While prompting was delivered through a VA, it was not dynamically tailored to individual behaviors. To enable context-sensitive and engagement-responsive interaction, future studies will aim to recognize engagement status in real time and apply machine learning to model and deliver adaptive prompting, aligned with O’Guinn et al [56]. Building on this direction, future work will extend the current VA-based prompting scheme from a fixed, prespecified schedule to an engagement-responsive strategy. A feasible next step is to evaluate fixed prompting versus adaptive prompting using a single-case experimental design, such as a multiple-baseline design across participants. Baseline sessions would follow the current fixed prompting logic, whereas intervention phases would introduce adaptive prompting that adjusts timing and modality based on predefined behavioral triggers observable in the existing system (eg, sustained disengagement, repeated errors, or prolonged response latency). Engagement trajectories, recovery from disengagement, and prompt responsiveness would be compared within individuals across phases, enabling rigorous individual-level evaluation under substantial interindividual variability in children with ASD.

Finally, although increased engagement was observed, the study did not assess therapeutic or educational outcomes. Future research should investigate whether these exergames can support specific intervention goals, such as improving emotional regulation, reducing stereotyped behaviors, or enhancing functional skills [57]. If such outcomes are demonstrated, the system may also offer practical value to special educators seeking to promote active participation in school-based or clinical settings. To situate the system within the broader intervention landscape, future studies will test deployment across common contexts (school-based sessions, clinical programs, and home practice) and assess feasibility factors relevant to practitioners (eg, setup time, supervision demands, and alignment with individualized goals).

This study presented the iterative design and initial field evaluation of 2 full-body serious exergames for children with ASD, developed through a multiphase, expert-informed process involving 21 professionals from special education, APE, and HCI. Grounded in goal-directed physical activity and supported by engagement scaffolding mechanisms such as VA-based prompting, the exergames were tailored to promote interaction aligned with developmental needs.

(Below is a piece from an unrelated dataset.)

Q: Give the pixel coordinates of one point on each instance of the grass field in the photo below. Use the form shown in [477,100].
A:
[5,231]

The design process was shaped by 3 core considerations: aligning gameplay with children’s cognitive and motor capabilities, incorporating scaffolding mechanisms to support engagement, and ensuring playfulness and perceived developmental value, such as supporting daily living skills.

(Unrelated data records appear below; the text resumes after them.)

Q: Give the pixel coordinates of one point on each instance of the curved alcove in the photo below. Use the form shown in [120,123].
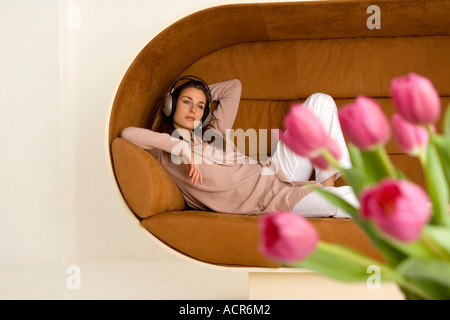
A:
[282,53]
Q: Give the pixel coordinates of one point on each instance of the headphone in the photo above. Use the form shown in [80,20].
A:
[170,103]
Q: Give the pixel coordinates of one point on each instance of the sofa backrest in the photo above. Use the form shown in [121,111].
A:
[283,52]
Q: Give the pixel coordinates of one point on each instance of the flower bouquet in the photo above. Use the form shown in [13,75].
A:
[409,225]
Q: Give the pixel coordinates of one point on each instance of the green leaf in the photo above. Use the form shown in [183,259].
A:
[355,156]
[417,249]
[357,179]
[441,236]
[344,264]
[392,252]
[433,270]
[437,187]
[442,144]
[337,201]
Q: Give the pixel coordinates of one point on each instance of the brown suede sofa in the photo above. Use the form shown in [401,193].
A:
[282,53]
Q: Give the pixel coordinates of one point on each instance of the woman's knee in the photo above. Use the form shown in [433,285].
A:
[319,102]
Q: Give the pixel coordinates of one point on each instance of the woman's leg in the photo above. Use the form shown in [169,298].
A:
[297,168]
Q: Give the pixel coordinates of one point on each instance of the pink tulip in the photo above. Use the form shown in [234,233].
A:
[304,133]
[416,99]
[287,237]
[364,123]
[397,207]
[411,138]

Beyond prior SG approaches that primarily relied on discrete gestures or in-place interactions, this study advances exertion-intensive, whole-body exergame design by embedding sustained physical activity within structured gameplay, shaped through a series of expert collaborations. As an exploratory multiple-case pilot, we tested the 2 developed exergames with 3 children with ASD to examine feasibility and engagement patterns during gameplay, observing increasing engagement trends over time despite inter-individual differences.

By integrating expert-driven design with case-based field evaluation conducted in a special education setting, this work contributes a grounded design and evaluation framework for developing exertion-intensive exergames for children with ASD. This contribution extends prior work on serious exergames for children with ASD by demonstrating how therapist-informed exercises and structured prompting strategies can be systematically translated into playable, full-body game mechanics. While these observations remain preliminary, they provide initial indications that should be examined and strengthened with larger samples. Taken together, this exploratory multiple-case pilot provides an initial basis for a testable hypothesis that full-body serious exergames, paired with VA-based prompting, may be associated with increasing engagement over time, which should be examined in larger samples.